É difícil encontrar palavras que expliquem — ou mesmo suportem — tamanha brutalidade. Trata-se de um crime frio, cruel, de motivação torpe e covarde. Um assassinato que evidencia até onde pode chegar o desequilíbrio emocional travestido de afeto.
O relacionamento do casal, segundo a polícia, já estava abalado. Eles tentavam ter um filho. No entanto, ao descobrir que a filha estava grávida, a companheira de R.S.G. voltou a tomar anticoncepcionais — e isso foi o estopim para o crime. O homem passou a enxergar a gestação de Maria Victória como uma ameaça direta à sua relação, uma espécie de obstáculo à continuidade do vínculo com a mãe da jovem.

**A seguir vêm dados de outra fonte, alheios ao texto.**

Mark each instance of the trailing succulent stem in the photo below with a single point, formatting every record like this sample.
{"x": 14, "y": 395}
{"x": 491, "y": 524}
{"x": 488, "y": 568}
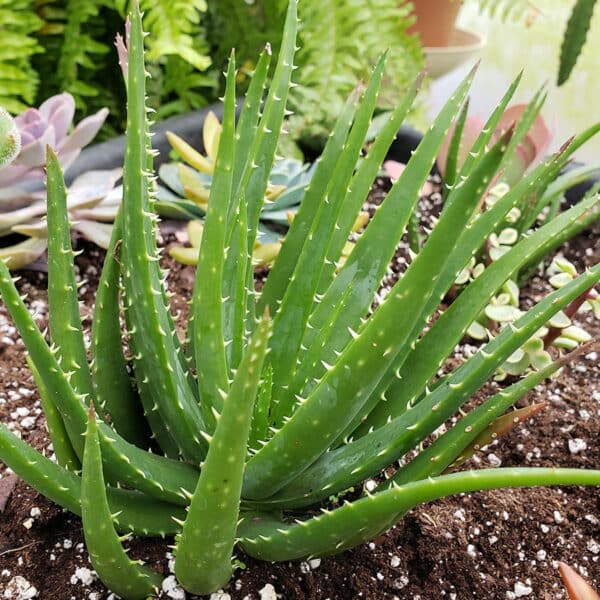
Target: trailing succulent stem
{"x": 277, "y": 399}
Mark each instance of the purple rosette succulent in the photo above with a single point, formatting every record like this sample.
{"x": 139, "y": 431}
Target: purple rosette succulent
{"x": 49, "y": 125}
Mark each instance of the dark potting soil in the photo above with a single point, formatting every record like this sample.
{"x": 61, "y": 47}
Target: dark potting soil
{"x": 489, "y": 545}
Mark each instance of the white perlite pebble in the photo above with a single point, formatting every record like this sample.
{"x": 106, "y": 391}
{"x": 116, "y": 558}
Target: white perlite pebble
{"x": 268, "y": 592}
{"x": 593, "y": 546}
{"x": 494, "y": 460}
{"x": 577, "y": 445}
{"x": 83, "y": 574}
{"x": 18, "y": 588}
{"x": 541, "y": 555}
{"x": 522, "y": 590}
{"x": 28, "y": 422}
{"x": 171, "y": 589}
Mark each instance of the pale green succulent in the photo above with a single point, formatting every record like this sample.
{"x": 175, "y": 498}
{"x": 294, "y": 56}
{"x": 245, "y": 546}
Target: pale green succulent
{"x": 277, "y": 400}
{"x": 10, "y": 140}
{"x": 184, "y": 187}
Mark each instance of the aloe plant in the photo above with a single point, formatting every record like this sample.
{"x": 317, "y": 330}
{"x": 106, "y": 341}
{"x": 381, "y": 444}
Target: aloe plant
{"x": 277, "y": 400}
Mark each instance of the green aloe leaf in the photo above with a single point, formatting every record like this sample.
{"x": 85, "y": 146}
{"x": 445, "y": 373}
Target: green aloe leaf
{"x": 214, "y": 508}
{"x": 126, "y": 577}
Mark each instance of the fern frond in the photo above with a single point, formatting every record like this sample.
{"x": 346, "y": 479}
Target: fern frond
{"x": 173, "y": 25}
{"x": 79, "y": 49}
{"x": 243, "y": 26}
{"x": 345, "y": 38}
{"x": 509, "y": 10}
{"x": 18, "y": 80}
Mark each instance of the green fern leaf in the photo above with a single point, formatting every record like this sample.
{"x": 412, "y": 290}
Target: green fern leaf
{"x": 574, "y": 38}
{"x": 173, "y": 25}
{"x": 18, "y": 80}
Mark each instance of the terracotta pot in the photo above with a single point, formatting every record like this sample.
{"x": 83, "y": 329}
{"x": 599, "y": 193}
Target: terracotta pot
{"x": 435, "y": 21}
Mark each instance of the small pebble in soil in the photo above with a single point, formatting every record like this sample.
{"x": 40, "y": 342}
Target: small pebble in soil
{"x": 541, "y": 555}
{"x": 520, "y": 590}
{"x": 593, "y": 546}
{"x": 18, "y": 588}
{"x": 83, "y": 575}
{"x": 577, "y": 445}
{"x": 267, "y": 592}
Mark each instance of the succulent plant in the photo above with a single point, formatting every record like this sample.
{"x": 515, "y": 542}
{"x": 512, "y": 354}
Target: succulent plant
{"x": 93, "y": 200}
{"x": 49, "y": 125}
{"x": 11, "y": 140}
{"x": 188, "y": 183}
{"x": 277, "y": 400}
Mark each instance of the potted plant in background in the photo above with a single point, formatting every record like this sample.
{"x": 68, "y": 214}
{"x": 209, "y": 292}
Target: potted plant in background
{"x": 317, "y": 429}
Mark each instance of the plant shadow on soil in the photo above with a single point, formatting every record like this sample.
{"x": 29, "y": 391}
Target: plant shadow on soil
{"x": 486, "y": 545}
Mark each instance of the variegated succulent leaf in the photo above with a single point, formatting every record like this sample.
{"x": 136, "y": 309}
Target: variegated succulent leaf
{"x": 238, "y": 427}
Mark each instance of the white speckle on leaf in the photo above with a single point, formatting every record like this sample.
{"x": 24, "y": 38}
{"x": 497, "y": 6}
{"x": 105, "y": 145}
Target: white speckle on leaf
{"x": 171, "y": 589}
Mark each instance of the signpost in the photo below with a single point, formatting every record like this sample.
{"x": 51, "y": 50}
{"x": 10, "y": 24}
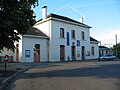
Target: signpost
{"x": 6, "y": 58}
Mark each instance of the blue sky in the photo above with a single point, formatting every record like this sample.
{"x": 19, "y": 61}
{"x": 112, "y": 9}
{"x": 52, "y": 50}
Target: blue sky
{"x": 102, "y": 15}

A investigação aponta que o padrasto não aceitava o namoro de Victória com o pai do bebê, e sua interferência constante gerou distanciamento familiar. Em vez de recuar, ele agiu com violência. Ceifou duas vidas: a da adolescente e a do bebê que ela carregava.
R.S.G. foi preso após uma pegada ensanguentada encontrada ao lado do corpo da vítima ser compatível com seu pé. Ele alegou estar em um local sem sinal de celular no momento do crime, mas seu aparelho foi conectado ao modem de internet da residência da vítima, contradizendo seu álibi.
De acordo com a polícia, ele aproveitou o momento em que a companheira saiu para a catequese, saiu da casa dos pais e se dirigiu até a residência da jovem para cometer o crime. Depois, retornou à zona rural como se nada tivesse acontecido.
Indiciado por feminicídio qualificado e por provocar aborto, R.S.G. se encontra preso preventivamente na Penitenciária de Vereda Grande. Mesmo negando os crimes, todas as evidências o apontam como autor do assassinato.
Casos como o de Maria Victória escancaram uma realidade brutal: a violência contra meninas e mulheres ocorre, em grande parte, dentro do lar, praticada por quem deveria proteger, não matar.
Não se trata apenas de um crime passional. É uma manifestação de poder, de controle, de machismo extremo. Uma menina, grávida, foi executada porque um homem se sentiu rejeitado.
O que esse crime exige não é apenas justiça no tribunal, mas reação social. O silêncio, nesse caso, também mata. Maria Victória e seu bebê foram vítimas da ausência de limites, da normalização do abuso e da omissão diante do perigo.